One important and highly studied brain region involved in insect foraging are the mushroom bodies or corpora pedunculata, structures implicated in insect learning and memory abilities. The mushroom body consists of two large stalks called peduncles which have cup-shaped projections on their ends called calyces. The role of the mushroom bodies is in sensory integration and associative learning. They allow the insect to pair sensory information and reward.

When the function of the mushroom bodies is destroyed through ablation, the affected insects are behaviourally normal but have impaired learning. Flies with impaired mushroom bodies cannot form an odour association and cockroaches with impaired mushroom bodies cannot make use of spatial information to form memories about locations. Electrophysiological underpinnings of the cognition in different parts of the insect brain can be studied by various techniques including in vivo recordings from these parts of the insect brain.

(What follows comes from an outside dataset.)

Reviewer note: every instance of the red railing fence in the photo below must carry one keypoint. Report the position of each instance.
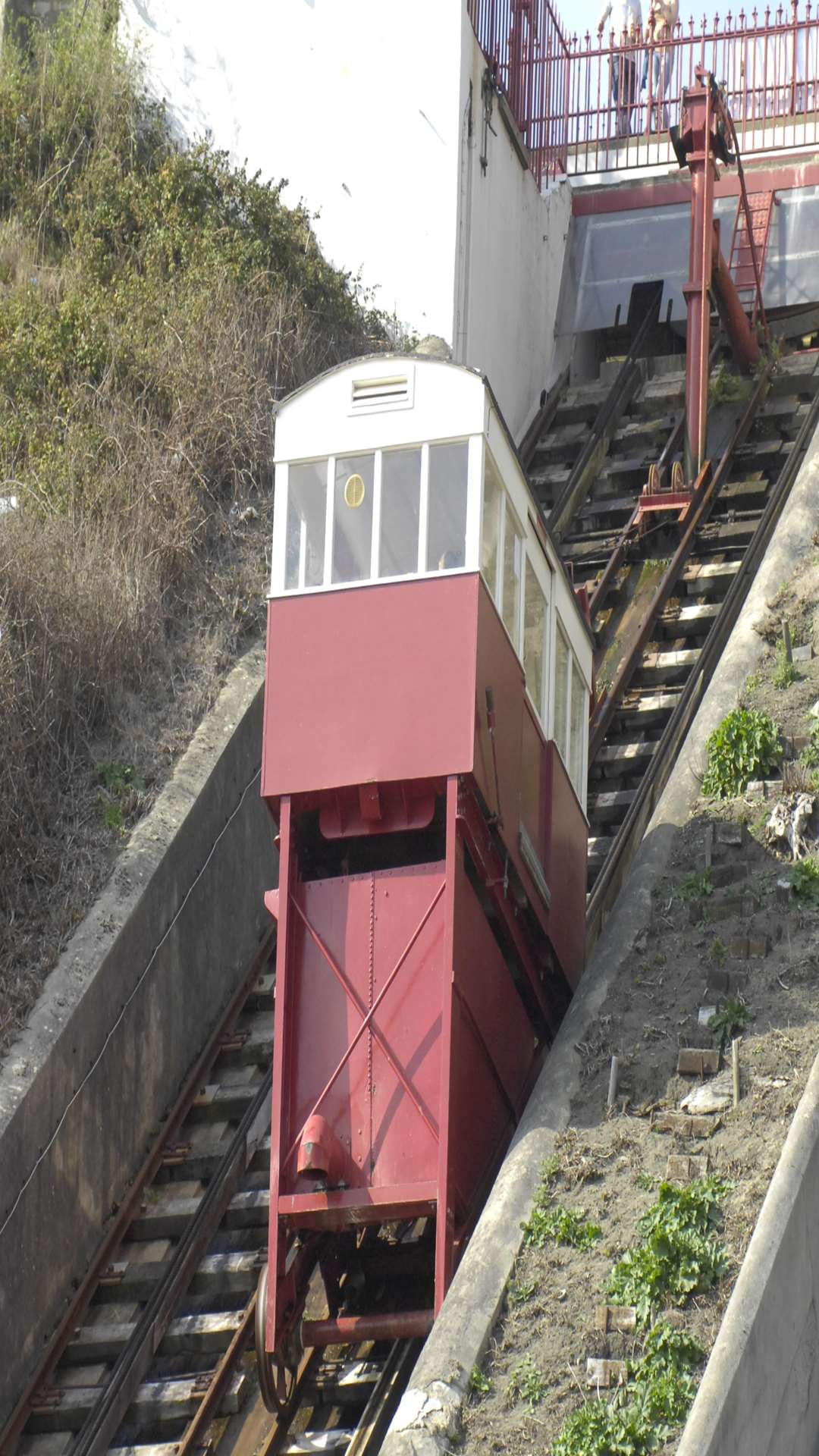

==== Mushroom body plasticity ====

Mushroom bodies can change in size throughout the lifespan of an insect. There is evidence these changes are related to the onset of foraging as well as the experience of foraging. In some Hymenoptera mushroom bodies increase in size when nurses become foragers and begin to forage for the colony.

Young bees begin as nurses tending to the feeding and sanitation of the hive's larvae. As a bee ages it undergoes a shift in tasks from nurse to forager, leaving the hive to collect pollen. This shift in job leads to changes in gene expression within the brain which are associated with an increase in mushroom body size.

Some butterflies have also been shown to undergo an experience-dependent increase in mushroom body size. The period of greatest increase in brain size typically is associated with a period of learning through experiences with foraging demonstrating the importance of this structure in insect foraging cognition.

=== Mushroom body evolution ===

Multiple insect taxa have independently evolved larger mushroom bodies. The spatial cognition demands of foraging has been implicated in cases where more sophisticated mushroom bodies have evolved. Cockroaches and bees, which are in different orders, both forage over a large area and make use of spatial information to return to foraging sites and central places which likely explains their larger mushroom bodies. Contrast this with a dipteran such as the fruit fly Drosophila melanogaster, which has relatively small mushroom bodies and less complex spatial learning demands.